Sun Xun’s (b. 1980, Fuxin, China) artistic practice combines meticulous craftsmanship with stylistic experimentation not limited to any one medium. Blurring the lines between drawing, painting, animation, and installation, his work incorporates a wide array of materials. Painting, woodcuts, traditional Chinese ink, and charcoal drawings are often combined to create the foundation of expressionistic, stop-motion animated films. These films are then presented in immersive settings, creating a theatre of memory for the visitor, filled with realistic and fantastical iconography.

Jongsuk Yoon
Mai, 2022
oil on canvas
80 11/16 x 167 5/16 inches (205 x 425 cm)
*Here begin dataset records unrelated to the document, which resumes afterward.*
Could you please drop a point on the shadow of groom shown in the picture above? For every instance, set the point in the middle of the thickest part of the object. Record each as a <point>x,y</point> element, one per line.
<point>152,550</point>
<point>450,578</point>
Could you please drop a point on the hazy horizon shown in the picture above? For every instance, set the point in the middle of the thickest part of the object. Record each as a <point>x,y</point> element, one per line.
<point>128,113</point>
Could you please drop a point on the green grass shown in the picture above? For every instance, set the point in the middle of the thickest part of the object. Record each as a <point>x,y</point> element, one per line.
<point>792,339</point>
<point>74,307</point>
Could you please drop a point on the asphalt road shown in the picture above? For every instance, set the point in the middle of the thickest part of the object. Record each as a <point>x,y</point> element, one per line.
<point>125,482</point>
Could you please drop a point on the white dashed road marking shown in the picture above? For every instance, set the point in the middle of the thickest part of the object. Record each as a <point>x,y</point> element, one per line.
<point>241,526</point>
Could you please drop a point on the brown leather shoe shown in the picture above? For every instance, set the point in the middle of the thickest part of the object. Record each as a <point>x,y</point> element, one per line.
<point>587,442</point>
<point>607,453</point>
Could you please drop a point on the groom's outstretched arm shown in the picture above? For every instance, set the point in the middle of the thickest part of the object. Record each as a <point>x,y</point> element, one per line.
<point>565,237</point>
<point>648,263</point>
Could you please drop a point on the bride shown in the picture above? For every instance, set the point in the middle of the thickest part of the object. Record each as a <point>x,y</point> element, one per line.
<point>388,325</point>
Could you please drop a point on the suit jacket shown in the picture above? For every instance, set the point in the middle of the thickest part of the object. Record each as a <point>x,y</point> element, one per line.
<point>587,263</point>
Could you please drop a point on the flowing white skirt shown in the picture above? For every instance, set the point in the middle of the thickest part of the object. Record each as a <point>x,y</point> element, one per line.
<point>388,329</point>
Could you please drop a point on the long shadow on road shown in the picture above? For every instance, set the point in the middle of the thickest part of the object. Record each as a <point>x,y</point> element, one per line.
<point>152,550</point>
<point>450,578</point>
Jongsuk Yoon’s (b. 1965, Onyang, South Korea) paintings feature translucent shapes, colors, and lines that expand into poignant abstractions evocative of nature, which the artist describes as 'mind landscapes' or 'mindscapes'. Yoon creates large-scale drawings and paintings that integrate elements of Korean folk art and traditional ink painting with western oil painting. Inspired by the landscapes of her hometown and country, the abstracted scenes in Yoon's paintings regularly feature triangular, mountainous shapes, orbs, and amorphous forms reminiscent of clouds. Yoon works on several canvases at once, moving between different parts of the paintings. Yoon employs bold gestures across the surface, and modifies, dilutes, or completely covers previous layers of color in the process.